Lord Higgins: My Lords, I wish to speak to Amendments Nos. 13 and 14 as well as to Amendment No. 2 moved by the noble Baroness, Lady Greengross. The noble Baroness has immense experience and expertise in this area and we must take due account of what she says. It seems to me that there are essentially three issues at stake here. First, the question of principle goes right back to the origin of the social security system; namely, that there should not be duplicate payment of benefits. Therefore, if provision is made under one benefit, it should not also be made under a second benefit. Secondly, there are problems as regards the amount of the deduction or downrating. Thirdly, there are problems when a patient is discharged with regard to overpayments being recovered and payment of the original amount to which the patient was entitled being resumed.
I shall discuss those issues in turn. I do not dispute the point of principle which is well established and was reinforced by the Select Committee in another place which reported on the matter some time ago. But having said that, the time has come to reappraise the issue. Apparently, at any one time about 30,000 people have their benefits downrated. I think I am right in saying that when we discussed the matter at an earlier stage the Minister said that the cost of changing the provision would be some £60 million. That may be the theoretical cost, but what is the actual cost to the extent either that overpayments are not recovered or the cost to patients in the sense that there is a delay in resuming their benefits and they never fully catch up? If we are to consider the importance of the point of principle, we need to consider it in relation to possible costs. I hope that the Minister will help us with that task.
As is often the case with work and pensions issues, it is very clear that this matter is of unbelievable complexity. If I were asked to explain which benefits were downrated and which were not, I would have the greatest trouble doing so. It is not surprising that those who suddenly find themselves in hospital and are told that their benefits will be downrated have some difficulty understanding that.

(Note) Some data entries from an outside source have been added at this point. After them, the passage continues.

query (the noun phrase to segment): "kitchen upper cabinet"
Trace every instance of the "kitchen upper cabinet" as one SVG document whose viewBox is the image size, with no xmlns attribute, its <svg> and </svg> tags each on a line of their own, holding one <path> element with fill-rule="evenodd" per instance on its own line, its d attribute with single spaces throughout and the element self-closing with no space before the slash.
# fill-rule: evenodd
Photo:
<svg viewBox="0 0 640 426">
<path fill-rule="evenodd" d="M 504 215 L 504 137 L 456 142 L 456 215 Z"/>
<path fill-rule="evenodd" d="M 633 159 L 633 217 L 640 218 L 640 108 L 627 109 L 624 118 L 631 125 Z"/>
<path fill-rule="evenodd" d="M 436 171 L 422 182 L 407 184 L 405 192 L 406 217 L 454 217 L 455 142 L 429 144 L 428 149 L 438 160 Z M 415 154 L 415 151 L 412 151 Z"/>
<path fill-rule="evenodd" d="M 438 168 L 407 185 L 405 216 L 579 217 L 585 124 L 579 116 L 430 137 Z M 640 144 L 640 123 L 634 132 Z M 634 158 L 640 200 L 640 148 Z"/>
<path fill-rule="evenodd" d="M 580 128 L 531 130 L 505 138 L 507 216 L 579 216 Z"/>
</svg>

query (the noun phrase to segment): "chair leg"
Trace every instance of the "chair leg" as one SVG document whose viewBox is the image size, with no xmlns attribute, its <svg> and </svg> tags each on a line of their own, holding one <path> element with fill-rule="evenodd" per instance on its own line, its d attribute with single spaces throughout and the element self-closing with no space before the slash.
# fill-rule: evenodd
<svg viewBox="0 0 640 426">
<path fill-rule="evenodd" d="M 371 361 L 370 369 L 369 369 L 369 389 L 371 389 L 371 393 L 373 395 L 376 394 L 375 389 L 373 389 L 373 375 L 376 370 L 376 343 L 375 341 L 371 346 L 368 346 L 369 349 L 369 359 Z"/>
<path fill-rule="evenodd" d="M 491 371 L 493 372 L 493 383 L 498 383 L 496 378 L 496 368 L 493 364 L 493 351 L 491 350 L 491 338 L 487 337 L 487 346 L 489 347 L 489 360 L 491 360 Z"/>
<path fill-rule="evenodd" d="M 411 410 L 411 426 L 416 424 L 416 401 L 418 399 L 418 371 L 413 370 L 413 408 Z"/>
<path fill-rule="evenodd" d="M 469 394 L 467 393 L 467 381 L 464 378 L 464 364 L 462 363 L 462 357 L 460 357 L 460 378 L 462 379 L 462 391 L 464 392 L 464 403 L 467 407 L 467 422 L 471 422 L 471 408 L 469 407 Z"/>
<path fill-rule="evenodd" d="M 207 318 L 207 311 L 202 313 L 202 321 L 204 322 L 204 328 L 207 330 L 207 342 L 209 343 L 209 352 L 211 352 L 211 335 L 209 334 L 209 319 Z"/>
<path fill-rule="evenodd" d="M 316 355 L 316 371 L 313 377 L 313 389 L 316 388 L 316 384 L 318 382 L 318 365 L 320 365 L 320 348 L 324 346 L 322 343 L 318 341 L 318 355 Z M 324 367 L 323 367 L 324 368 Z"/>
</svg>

That brings us to the question of how much the deductions will be. In particular, what research has been done on that issue? Those in various charities, and so on, who are concerned with this problem have produced a list of items that remain as ongoing costs even when the patient is in hospital. They include rent, water rates, fuel, telephone rental, insurance, TV licence and rental services, warden charges, maintenance bills, car tax and insurance, other bills, and so on. In addition, some costs increase when a
One of my colleagues in the other place asked staff in the House of Commons Library to try to establish what research had been carried out on the matter. The Library was not been able to find any such research. This is the sort of issue that the noble Earl, Lord Russell, typically raises in this House. Apparently, no research has been done. However, the Library consulted officials in the department, who, I understand, were also unaware of any research, but who referred to the 1949 report, which made certain assumptions about costs. As the Minister rightly pointed out, things have rather changed since 1949.